Loading a webpage to a string

BlitzMax Forums/BlitzMax Programming/Loading a webpage to a string

Thareh(Posted 2013) [#1]
Hi!
I'm writing a HTML parser thingy and I'm trying to optimize it atm.
The current bottleneck is my "Webpage -> String" routine which is kinda messy:



Anyone know a faster way?

Thanks!

Last edited 2013

Last edited 2013

Last edited 2013


Brucey(Posted 2013) [#2]
how about LoadText(URL) ?


Thareh(Posted 2013) [#3]
Thank you Brucey!
LoadText was a tiny bit faster and so much simpler.

Any more ideas or is this as fast as it gets? :)


Brucey(Posted 2013) [#4]
Well, you can only fetch data as fast as it fetches it from your source.

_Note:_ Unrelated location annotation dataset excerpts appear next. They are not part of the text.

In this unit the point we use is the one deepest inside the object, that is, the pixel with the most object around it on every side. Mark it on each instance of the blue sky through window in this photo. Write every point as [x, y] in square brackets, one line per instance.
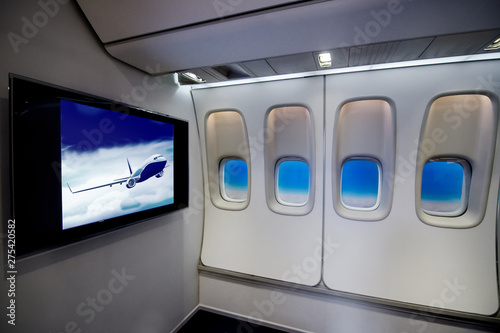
[442, 187]
[360, 184]
[235, 179]
[293, 182]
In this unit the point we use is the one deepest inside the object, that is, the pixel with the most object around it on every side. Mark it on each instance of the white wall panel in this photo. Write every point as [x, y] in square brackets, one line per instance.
[257, 240]
[400, 257]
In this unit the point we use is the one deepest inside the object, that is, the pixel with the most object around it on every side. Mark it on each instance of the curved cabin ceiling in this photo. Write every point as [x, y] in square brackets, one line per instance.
[225, 39]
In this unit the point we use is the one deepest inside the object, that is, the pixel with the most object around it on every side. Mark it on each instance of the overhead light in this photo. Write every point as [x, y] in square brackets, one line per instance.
[325, 59]
[193, 77]
[493, 46]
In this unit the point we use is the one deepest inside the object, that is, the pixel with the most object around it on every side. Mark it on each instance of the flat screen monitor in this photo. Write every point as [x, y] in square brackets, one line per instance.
[83, 165]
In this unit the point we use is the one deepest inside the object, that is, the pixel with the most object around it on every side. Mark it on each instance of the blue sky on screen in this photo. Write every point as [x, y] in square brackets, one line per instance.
[293, 177]
[91, 156]
[87, 128]
[442, 181]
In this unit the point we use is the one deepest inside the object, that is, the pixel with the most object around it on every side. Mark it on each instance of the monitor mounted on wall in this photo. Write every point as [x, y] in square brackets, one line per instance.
[82, 165]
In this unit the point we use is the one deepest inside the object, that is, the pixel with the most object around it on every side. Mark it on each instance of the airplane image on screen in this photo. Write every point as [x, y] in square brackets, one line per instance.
[152, 166]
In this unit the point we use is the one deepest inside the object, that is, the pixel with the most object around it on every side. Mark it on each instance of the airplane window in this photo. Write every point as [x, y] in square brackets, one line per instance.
[360, 184]
[292, 182]
[234, 180]
[445, 187]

If it was a LOT of text, you could always try asking the server to return it as .gz (zipped), but then you'd have to unpack it on your side. But that's only useful if it really is a lot of text, and the server supports it.


Banshee(Posted 2013) [#5]
If the bottleneck is multiple requests for small amounts of content then you could be getting throttled, this often happens to bots (if it is not your server then you should read robots.txt for the safe passing speed so as not to cause crashes).

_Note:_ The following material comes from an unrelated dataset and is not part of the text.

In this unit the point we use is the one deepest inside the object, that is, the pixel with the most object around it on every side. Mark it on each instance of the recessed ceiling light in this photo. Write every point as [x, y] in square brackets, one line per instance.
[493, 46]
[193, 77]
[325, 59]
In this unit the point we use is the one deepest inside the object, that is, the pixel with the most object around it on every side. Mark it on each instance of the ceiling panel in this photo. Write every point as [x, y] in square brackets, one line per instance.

If it is your server, then you could optimise the delivery and format of the information that you are sending to yourself, by sending the amount of data that your application can process in the time it takes to ping the server.

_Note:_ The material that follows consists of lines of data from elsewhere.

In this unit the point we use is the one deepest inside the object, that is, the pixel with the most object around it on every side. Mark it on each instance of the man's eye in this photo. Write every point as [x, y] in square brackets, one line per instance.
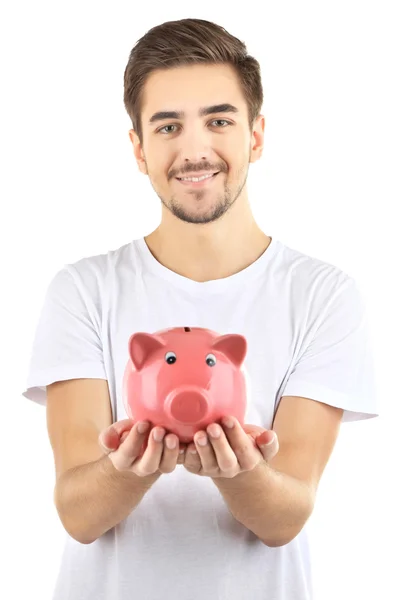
[164, 129]
[221, 121]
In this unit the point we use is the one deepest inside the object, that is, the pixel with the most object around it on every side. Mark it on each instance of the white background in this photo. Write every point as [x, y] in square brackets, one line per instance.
[327, 185]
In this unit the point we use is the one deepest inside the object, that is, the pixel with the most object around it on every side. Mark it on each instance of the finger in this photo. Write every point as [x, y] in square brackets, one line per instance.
[207, 455]
[192, 459]
[131, 448]
[225, 456]
[268, 444]
[110, 438]
[170, 453]
[150, 461]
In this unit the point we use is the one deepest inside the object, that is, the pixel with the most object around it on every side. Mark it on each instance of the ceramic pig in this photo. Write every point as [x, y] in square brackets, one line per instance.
[185, 378]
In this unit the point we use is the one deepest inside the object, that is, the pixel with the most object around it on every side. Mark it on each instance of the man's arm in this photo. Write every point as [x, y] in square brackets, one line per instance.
[91, 496]
[275, 500]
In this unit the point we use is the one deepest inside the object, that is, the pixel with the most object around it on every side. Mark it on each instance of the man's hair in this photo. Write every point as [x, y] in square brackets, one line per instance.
[187, 42]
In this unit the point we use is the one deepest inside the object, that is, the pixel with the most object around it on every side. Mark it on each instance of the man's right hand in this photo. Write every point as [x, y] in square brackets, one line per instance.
[131, 449]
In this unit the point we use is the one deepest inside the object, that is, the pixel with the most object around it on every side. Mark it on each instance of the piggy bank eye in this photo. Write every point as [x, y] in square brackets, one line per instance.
[170, 358]
[211, 360]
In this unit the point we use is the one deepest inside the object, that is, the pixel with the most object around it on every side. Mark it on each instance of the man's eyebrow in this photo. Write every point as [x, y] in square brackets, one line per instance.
[207, 110]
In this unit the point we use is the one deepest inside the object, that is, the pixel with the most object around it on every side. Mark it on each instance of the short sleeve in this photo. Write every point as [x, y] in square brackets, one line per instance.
[67, 342]
[337, 366]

If you are doing something that takes time but you need instant access to data, like price scraping where you dont care if you down a competitors systems and you just want the process to have ready available information of published competitor data, then the best way is to scrape over time to a database so you can look up the data at any point, but have your script gradually refresh the data over time on a cron job or timed interval. In effect, pre-fetching it before the information is actually required.